Under the settlement, Apple must refund customers for all unauthorized payments. Those refunds should total at least $32.5 million to cover the charges, but could be much more, according to the FTC. If Apple's payments don't reach $32.5 million, the FTC will collect the difference. Apple is also required to modify its policies to make sure that consumers always know when they are being billed for in-app charges -- and that they can cancel that consent at any time. Apple must make those changes no later than March 31, the FTC said.
Apple does not have to have an external monitor of its policies, as other firms settling with the FTC have had to in the past, nor does it have to clear changes to its policies with the agency.
Apple spokesman Steve Dowling said that the settlement continues work that Apple has already begun. "Protecting children has been a top priority for the App Store from the very beginning, and Apple is proud to have set the gold standard for online stores by making the App Store a safe place for customers of all ages," he said. "Today's agreement with the FTC extends our existing refund program for in-app purchases which may have been made without a parent's permission."
The Washington Post has reported that many children have racked up hundreds of dollars through in-app purchases because the company did not require users to enter their passwords every time they made a purchase. Apple used to only require that passwords be entered every 15 minutes. The firm changed the policy in March 2011 to curb those bills and keep in-app spending under control.
The settlement passed on a 3-1 vote, with Republican commissioner Joshua Wright opposing the settlement. In a dissenting opinion, Wright said that the benefits that Apple's platform provides to consumers outweigh the injury in this case and that consumers could have -- in some part -- avoided these issues by paying closer attention to their own privacy settings.
"The Commission has no foundation upon which to base a reasonable belief that consumers would be made better off if Apple modified its disclosures to confirm to the parameters of the consent order. Given the absence of such evidence, enforcement action here is neither warranted nor in consumers’ best interest," he wrote.

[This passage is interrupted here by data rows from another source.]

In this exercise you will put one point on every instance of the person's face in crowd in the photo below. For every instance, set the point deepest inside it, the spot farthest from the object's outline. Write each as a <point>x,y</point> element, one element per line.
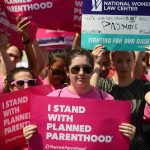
<point>104,66</point>
<point>22,80</point>
<point>14,54</point>
<point>56,72</point>
<point>123,63</point>
<point>80,71</point>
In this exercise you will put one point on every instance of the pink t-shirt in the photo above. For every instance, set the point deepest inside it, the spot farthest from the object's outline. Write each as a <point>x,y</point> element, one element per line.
<point>40,81</point>
<point>93,93</point>
<point>146,116</point>
<point>1,85</point>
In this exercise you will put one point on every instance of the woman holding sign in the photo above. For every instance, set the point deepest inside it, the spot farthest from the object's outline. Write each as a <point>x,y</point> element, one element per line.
<point>124,87</point>
<point>79,71</point>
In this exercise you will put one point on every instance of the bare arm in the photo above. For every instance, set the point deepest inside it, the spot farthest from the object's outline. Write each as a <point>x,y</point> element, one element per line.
<point>77,41</point>
<point>138,69</point>
<point>32,51</point>
<point>147,97</point>
<point>97,52</point>
<point>5,63</point>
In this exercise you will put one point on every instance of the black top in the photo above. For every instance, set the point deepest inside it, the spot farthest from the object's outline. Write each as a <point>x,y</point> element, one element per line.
<point>136,92</point>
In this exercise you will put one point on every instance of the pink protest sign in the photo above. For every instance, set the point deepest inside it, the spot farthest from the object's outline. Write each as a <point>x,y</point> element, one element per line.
<point>85,124</point>
<point>52,14</point>
<point>8,26</point>
<point>57,38</point>
<point>15,115</point>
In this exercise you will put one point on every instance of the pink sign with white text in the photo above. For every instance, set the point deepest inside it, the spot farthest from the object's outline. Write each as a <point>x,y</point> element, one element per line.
<point>15,115</point>
<point>52,14</point>
<point>79,124</point>
<point>8,26</point>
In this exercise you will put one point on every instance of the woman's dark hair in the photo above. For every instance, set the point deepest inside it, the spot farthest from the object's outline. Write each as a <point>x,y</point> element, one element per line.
<point>10,76</point>
<point>57,53</point>
<point>80,52</point>
<point>20,50</point>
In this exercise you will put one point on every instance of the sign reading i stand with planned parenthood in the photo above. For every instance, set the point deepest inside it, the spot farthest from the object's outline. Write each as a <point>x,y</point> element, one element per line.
<point>119,25</point>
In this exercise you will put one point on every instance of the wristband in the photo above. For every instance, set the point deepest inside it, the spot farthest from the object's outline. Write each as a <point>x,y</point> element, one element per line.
<point>26,42</point>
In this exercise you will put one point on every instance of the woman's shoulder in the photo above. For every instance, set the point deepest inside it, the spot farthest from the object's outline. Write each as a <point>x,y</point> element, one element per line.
<point>58,92</point>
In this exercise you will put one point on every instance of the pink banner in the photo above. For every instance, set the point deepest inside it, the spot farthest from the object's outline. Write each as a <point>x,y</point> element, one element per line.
<point>52,14</point>
<point>8,26</point>
<point>57,38</point>
<point>15,115</point>
<point>81,124</point>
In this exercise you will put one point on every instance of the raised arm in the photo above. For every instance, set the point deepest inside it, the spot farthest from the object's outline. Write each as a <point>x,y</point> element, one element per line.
<point>138,69</point>
<point>32,52</point>
<point>5,63</point>
<point>97,53</point>
<point>77,41</point>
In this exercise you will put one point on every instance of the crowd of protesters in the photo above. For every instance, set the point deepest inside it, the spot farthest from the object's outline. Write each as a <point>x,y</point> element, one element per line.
<point>77,73</point>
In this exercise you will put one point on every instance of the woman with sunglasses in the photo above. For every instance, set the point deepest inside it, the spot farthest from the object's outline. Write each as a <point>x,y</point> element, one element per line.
<point>56,75</point>
<point>18,79</point>
<point>79,71</point>
<point>124,87</point>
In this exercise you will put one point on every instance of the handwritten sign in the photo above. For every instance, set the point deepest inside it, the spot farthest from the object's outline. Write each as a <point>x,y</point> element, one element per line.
<point>15,115</point>
<point>86,124</point>
<point>119,25</point>
<point>58,14</point>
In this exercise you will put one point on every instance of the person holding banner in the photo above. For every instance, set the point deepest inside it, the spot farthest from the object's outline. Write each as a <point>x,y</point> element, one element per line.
<point>56,75</point>
<point>19,79</point>
<point>6,64</point>
<point>79,70</point>
<point>124,87</point>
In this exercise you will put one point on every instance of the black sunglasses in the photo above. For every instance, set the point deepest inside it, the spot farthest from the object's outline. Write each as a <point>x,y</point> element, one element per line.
<point>86,69</point>
<point>21,83</point>
<point>57,72</point>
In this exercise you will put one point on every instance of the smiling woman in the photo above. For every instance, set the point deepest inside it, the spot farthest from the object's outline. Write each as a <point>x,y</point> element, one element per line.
<point>19,78</point>
<point>79,70</point>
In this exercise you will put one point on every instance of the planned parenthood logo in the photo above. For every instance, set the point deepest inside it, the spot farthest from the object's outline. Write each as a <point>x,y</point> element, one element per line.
<point>96,5</point>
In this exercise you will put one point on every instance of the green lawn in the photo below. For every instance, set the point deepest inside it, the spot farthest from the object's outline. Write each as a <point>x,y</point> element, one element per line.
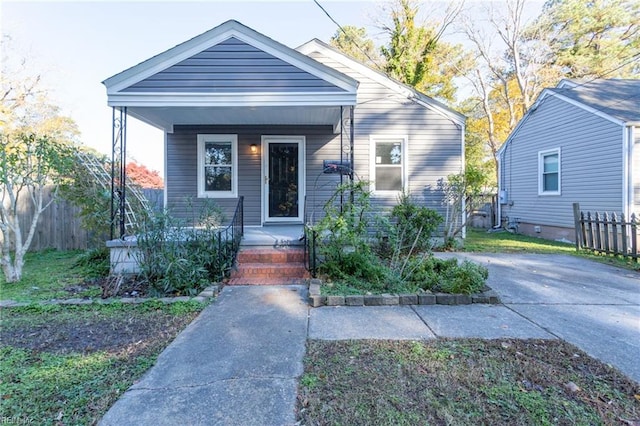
<point>461,382</point>
<point>479,240</point>
<point>66,365</point>
<point>46,274</point>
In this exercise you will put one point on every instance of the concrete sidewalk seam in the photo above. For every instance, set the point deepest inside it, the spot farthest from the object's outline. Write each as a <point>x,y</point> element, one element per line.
<point>533,322</point>
<point>423,321</point>
<point>202,385</point>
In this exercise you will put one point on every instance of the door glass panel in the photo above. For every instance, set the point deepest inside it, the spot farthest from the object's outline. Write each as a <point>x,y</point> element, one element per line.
<point>283,180</point>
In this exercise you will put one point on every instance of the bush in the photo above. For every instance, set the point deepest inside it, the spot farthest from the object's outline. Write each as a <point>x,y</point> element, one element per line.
<point>447,275</point>
<point>466,278</point>
<point>399,260</point>
<point>414,225</point>
<point>182,260</point>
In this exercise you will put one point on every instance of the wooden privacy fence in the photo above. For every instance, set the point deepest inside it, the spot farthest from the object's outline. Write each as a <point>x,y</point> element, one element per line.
<point>606,233</point>
<point>59,226</point>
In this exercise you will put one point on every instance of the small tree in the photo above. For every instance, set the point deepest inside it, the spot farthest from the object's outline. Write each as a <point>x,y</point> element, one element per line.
<point>36,150</point>
<point>28,163</point>
<point>460,191</point>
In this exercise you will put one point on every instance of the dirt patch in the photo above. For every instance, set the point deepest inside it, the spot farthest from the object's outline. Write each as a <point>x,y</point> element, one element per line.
<point>87,330</point>
<point>461,382</point>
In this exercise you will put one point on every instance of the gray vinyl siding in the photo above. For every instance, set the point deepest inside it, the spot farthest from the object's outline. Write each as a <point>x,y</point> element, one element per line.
<point>434,147</point>
<point>181,179</point>
<point>434,141</point>
<point>232,66</point>
<point>590,170</point>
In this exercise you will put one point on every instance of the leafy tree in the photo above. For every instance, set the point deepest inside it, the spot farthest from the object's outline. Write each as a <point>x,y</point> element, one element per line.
<point>28,164</point>
<point>143,177</point>
<point>355,42</point>
<point>416,55</point>
<point>594,38</point>
<point>37,145</point>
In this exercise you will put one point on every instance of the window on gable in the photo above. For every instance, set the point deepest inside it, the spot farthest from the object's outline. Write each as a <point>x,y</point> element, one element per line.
<point>388,168</point>
<point>217,166</point>
<point>549,172</point>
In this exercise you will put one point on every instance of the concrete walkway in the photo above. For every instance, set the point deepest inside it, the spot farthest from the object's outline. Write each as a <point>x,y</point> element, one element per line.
<point>238,362</point>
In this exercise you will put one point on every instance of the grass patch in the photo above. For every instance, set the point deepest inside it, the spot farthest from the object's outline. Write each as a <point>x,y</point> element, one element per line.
<point>461,382</point>
<point>69,364</point>
<point>46,275</point>
<point>479,240</point>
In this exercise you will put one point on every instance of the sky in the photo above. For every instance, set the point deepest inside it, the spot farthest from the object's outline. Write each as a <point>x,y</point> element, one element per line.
<point>75,45</point>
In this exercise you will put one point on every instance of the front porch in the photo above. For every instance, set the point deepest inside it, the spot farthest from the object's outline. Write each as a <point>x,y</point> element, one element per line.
<point>272,236</point>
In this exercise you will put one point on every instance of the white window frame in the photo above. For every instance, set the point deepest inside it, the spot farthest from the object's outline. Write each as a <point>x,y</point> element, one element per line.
<point>202,140</point>
<point>373,139</point>
<point>541,157</point>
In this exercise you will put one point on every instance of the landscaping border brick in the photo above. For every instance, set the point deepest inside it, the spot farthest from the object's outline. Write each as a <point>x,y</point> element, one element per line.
<point>316,299</point>
<point>207,293</point>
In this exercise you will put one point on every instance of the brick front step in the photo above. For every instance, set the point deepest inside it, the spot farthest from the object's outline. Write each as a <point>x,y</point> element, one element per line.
<point>269,266</point>
<point>275,270</point>
<point>266,281</point>
<point>284,255</point>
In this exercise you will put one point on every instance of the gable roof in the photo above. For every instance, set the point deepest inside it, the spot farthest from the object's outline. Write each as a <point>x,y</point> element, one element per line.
<point>146,83</point>
<point>411,93</point>
<point>617,98</point>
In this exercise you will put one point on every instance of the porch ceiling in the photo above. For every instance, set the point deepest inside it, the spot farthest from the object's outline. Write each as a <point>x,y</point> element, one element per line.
<point>166,118</point>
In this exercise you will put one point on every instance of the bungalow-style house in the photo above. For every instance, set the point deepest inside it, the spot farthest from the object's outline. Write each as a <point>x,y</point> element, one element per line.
<point>244,115</point>
<point>578,143</point>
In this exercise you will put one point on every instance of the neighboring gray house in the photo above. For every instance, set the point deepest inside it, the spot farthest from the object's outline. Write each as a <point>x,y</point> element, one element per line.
<point>579,142</point>
<point>244,115</point>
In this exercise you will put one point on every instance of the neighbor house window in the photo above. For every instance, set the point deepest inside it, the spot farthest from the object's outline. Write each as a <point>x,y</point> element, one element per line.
<point>217,166</point>
<point>549,172</point>
<point>388,163</point>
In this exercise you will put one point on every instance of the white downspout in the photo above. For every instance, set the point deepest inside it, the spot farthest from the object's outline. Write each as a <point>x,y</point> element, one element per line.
<point>464,198</point>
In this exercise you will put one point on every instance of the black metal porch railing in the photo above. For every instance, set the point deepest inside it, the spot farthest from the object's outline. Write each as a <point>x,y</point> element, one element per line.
<point>310,239</point>
<point>310,255</point>
<point>228,240</point>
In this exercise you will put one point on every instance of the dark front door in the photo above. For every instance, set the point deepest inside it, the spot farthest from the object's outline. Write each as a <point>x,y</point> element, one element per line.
<point>283,180</point>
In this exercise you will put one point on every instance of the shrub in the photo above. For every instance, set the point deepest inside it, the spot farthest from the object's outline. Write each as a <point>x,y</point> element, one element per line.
<point>448,276</point>
<point>465,278</point>
<point>414,225</point>
<point>181,260</point>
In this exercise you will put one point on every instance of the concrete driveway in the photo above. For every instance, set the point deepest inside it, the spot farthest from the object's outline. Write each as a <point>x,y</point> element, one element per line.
<point>591,305</point>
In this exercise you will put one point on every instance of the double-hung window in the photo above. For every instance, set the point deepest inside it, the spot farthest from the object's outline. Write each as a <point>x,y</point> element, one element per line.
<point>389,163</point>
<point>218,166</point>
<point>549,172</point>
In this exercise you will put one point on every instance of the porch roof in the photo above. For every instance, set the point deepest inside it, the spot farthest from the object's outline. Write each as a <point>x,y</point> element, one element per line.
<point>232,74</point>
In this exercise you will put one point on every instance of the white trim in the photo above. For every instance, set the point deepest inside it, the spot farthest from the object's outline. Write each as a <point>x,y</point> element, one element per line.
<point>166,169</point>
<point>373,139</point>
<point>383,79</point>
<point>583,106</point>
<point>252,99</point>
<point>464,199</point>
<point>233,139</point>
<point>264,149</point>
<point>541,155</point>
<point>215,36</point>
<point>627,174</point>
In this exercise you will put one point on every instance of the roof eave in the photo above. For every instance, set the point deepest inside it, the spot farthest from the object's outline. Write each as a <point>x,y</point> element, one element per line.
<point>216,35</point>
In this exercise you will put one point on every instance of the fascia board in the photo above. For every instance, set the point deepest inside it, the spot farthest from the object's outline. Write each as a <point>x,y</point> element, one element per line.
<point>315,46</point>
<point>230,99</point>
<point>587,108</point>
<point>217,35</point>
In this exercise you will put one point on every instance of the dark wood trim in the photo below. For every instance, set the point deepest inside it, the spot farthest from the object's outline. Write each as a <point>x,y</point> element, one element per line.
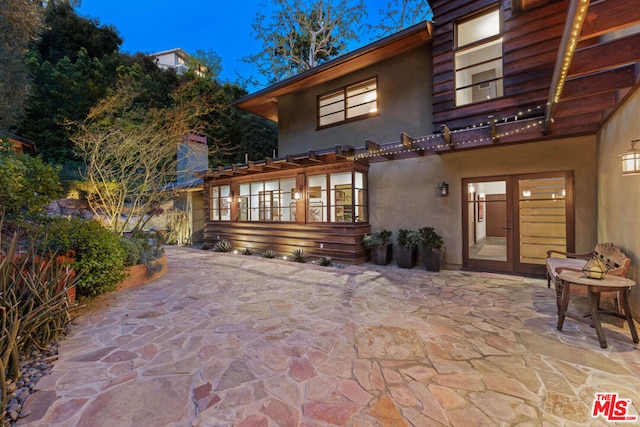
<point>342,242</point>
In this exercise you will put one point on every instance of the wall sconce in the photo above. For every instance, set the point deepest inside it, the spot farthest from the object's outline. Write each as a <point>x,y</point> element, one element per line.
<point>631,160</point>
<point>444,189</point>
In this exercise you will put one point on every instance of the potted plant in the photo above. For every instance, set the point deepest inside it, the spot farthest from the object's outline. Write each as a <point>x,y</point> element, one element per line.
<point>407,250</point>
<point>380,246</point>
<point>432,248</point>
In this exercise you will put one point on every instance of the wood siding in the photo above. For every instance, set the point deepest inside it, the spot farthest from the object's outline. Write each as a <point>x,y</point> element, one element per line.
<point>604,70</point>
<point>531,42</point>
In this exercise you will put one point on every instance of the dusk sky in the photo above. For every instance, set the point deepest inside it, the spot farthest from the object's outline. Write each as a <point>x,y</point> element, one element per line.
<point>150,26</point>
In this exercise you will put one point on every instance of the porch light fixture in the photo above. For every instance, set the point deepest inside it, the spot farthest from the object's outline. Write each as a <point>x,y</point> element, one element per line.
<point>631,160</point>
<point>595,269</point>
<point>444,189</point>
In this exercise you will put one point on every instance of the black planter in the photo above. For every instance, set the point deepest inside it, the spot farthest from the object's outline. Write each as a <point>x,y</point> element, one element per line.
<point>432,258</point>
<point>382,255</point>
<point>406,258</point>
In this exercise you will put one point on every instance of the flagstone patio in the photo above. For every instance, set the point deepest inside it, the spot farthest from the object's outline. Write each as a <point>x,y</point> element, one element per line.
<point>225,339</point>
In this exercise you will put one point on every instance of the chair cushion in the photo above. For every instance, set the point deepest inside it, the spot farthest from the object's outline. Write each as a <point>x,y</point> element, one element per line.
<point>553,263</point>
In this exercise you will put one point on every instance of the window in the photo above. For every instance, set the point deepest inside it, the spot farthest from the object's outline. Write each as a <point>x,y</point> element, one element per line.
<point>356,101</point>
<point>337,197</point>
<point>220,203</point>
<point>478,58</point>
<point>268,200</point>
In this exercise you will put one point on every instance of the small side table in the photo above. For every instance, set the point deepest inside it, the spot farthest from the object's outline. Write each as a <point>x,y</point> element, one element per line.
<point>617,284</point>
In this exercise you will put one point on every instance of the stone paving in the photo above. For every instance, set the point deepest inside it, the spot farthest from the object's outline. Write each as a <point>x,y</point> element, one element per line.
<point>233,340</point>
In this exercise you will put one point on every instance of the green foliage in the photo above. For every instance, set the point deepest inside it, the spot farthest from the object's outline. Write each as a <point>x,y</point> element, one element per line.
<point>133,249</point>
<point>224,246</point>
<point>99,254</point>
<point>298,255</point>
<point>409,239</point>
<point>20,24</point>
<point>34,308</point>
<point>375,240</point>
<point>430,239</point>
<point>27,184</point>
<point>325,261</point>
<point>302,35</point>
<point>270,253</point>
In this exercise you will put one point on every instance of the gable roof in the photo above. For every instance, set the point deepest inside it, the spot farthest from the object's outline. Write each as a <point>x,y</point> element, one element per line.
<point>265,102</point>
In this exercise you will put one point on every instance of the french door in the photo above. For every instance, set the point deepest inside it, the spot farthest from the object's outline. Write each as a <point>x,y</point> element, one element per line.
<point>511,221</point>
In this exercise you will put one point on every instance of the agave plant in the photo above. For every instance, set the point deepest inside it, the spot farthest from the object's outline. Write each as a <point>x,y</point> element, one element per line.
<point>298,255</point>
<point>325,261</point>
<point>270,253</point>
<point>224,246</point>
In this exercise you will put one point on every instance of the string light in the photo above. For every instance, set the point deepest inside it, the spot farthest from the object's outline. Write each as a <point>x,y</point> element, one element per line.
<point>399,148</point>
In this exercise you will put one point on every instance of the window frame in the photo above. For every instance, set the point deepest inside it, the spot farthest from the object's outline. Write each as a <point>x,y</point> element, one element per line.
<point>343,95</point>
<point>475,45</point>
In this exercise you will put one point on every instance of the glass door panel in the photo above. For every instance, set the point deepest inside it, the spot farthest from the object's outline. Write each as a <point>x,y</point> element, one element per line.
<point>487,224</point>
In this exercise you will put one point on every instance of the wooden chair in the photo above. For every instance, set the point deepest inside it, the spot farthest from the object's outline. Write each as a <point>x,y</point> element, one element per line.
<point>616,261</point>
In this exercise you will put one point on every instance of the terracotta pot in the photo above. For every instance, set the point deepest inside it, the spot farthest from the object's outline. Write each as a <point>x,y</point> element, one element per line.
<point>406,258</point>
<point>382,255</point>
<point>432,258</point>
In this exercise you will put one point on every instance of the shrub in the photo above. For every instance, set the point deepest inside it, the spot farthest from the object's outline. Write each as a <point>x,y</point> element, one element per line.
<point>298,255</point>
<point>375,240</point>
<point>325,261</point>
<point>430,239</point>
<point>133,249</point>
<point>99,255</point>
<point>224,246</point>
<point>270,253</point>
<point>409,239</point>
<point>34,308</point>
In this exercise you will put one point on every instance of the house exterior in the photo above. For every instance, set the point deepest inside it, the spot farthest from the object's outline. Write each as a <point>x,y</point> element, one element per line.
<point>520,107</point>
<point>174,59</point>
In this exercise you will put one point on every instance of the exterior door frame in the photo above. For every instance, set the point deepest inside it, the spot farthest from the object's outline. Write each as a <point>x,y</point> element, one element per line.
<point>478,264</point>
<point>512,263</point>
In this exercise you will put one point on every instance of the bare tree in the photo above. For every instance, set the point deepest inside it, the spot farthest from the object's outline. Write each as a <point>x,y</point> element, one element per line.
<point>130,151</point>
<point>21,21</point>
<point>401,14</point>
<point>300,35</point>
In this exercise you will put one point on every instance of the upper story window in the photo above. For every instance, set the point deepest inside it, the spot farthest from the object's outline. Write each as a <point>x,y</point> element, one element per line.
<point>337,197</point>
<point>354,101</point>
<point>478,58</point>
<point>220,203</point>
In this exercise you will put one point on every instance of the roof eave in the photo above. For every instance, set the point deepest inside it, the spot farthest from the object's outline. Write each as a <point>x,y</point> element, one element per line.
<point>264,102</point>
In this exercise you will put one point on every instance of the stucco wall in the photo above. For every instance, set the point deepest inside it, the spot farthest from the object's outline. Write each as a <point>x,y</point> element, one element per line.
<point>404,193</point>
<point>404,104</point>
<point>619,196</point>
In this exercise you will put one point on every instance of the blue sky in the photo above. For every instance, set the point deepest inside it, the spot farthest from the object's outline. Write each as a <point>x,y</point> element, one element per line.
<point>221,25</point>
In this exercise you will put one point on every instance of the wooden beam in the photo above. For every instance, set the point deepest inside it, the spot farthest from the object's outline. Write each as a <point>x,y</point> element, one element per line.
<point>446,134</point>
<point>314,157</point>
<point>611,15</point>
<point>407,141</point>
<point>573,25</point>
<point>235,168</point>
<point>222,171</point>
<point>604,56</point>
<point>269,163</point>
<point>602,82</point>
<point>253,167</point>
<point>371,146</point>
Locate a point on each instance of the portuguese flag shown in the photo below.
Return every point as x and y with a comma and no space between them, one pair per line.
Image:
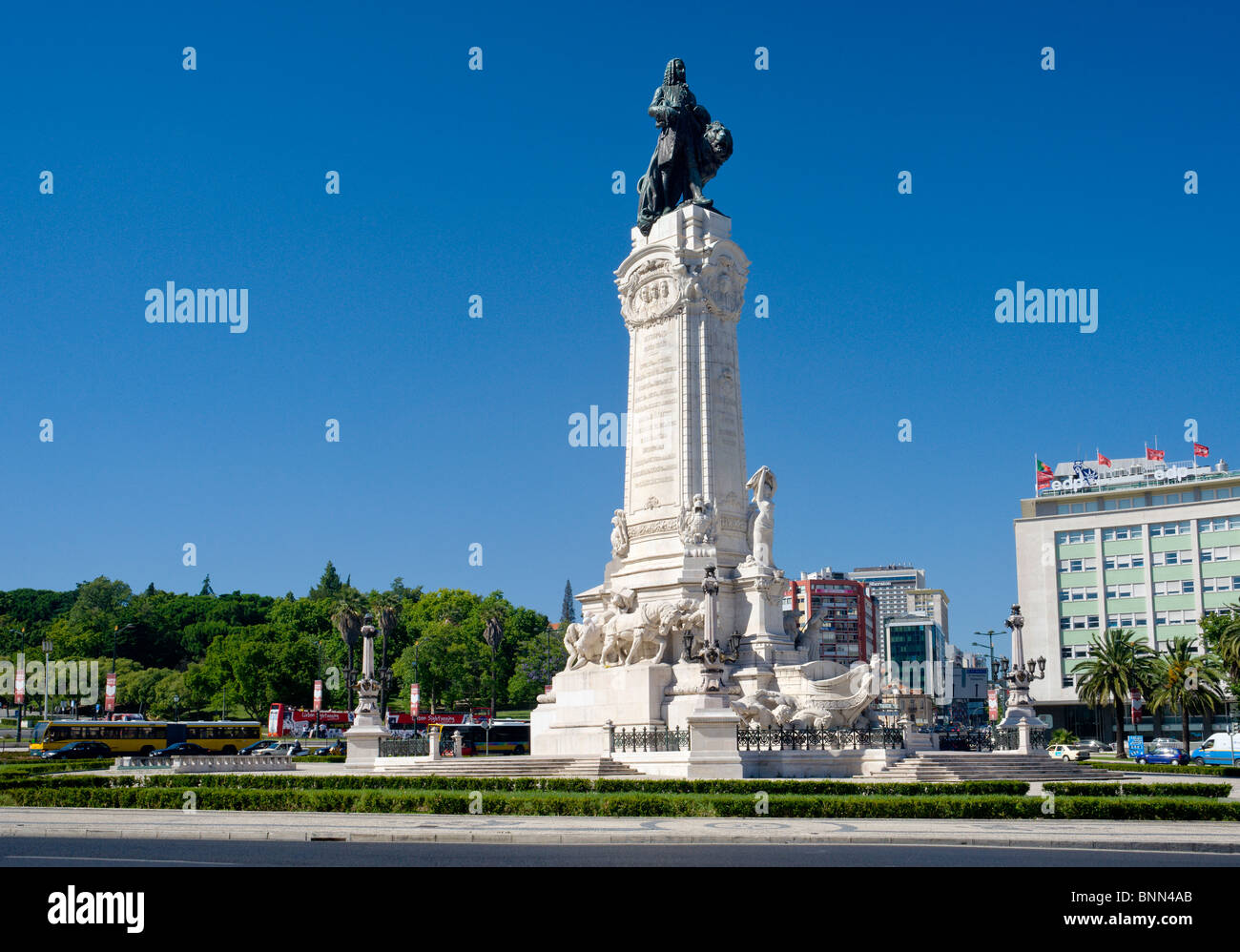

Apple has already settled a class-action lawsuit with parents who said the company's policy enabled their children spend money without permission. Apple sent notices to more than 23 million iTunes account holders and required users to prove that they were charged for in-app purchases made by a minor and had not given their account password to their children. In an e-mail to Apple employees obtained by technology blogs such as 9 to 5 Mac, Apple chief executive Tim Cook said that Apple has also received 37,000 claims for full refunds from consumers. Apple confirmed the e-mail.
In his message, Cook also said that it "doesn't seem right" for the FTC to sue the company over a matter it had already settled in court.
"To us, it smacked of double jeopardy," he told employees."However, the consent decree the FTC proposed does not require us to do anything we weren’t already going to do, so we decided to accept it rather than take on a long and distracting legal fight."
At the news conference, Ramirez said the commission believes that its order better serves consumers who lost money over the in-app charges because it requires full refunds rather than the partial refunds mandated by the lawsuit settlement.
"We believe our settlement provides more robust relief," Ramirez said.
Privacy advocates said that the FTC settlement was a good first step to developing clearer protections for children and their families on digital devices.
Jeff Chester, executive director of the Center for Digital Democracy, said in a statement: "CDD commends today’s action by the commission. However, the agency should conduct a broad investigation of emerging techniques that target children on mobile, gaming and other platforms, and identify a set of industry-wide fair marketing guidelines.”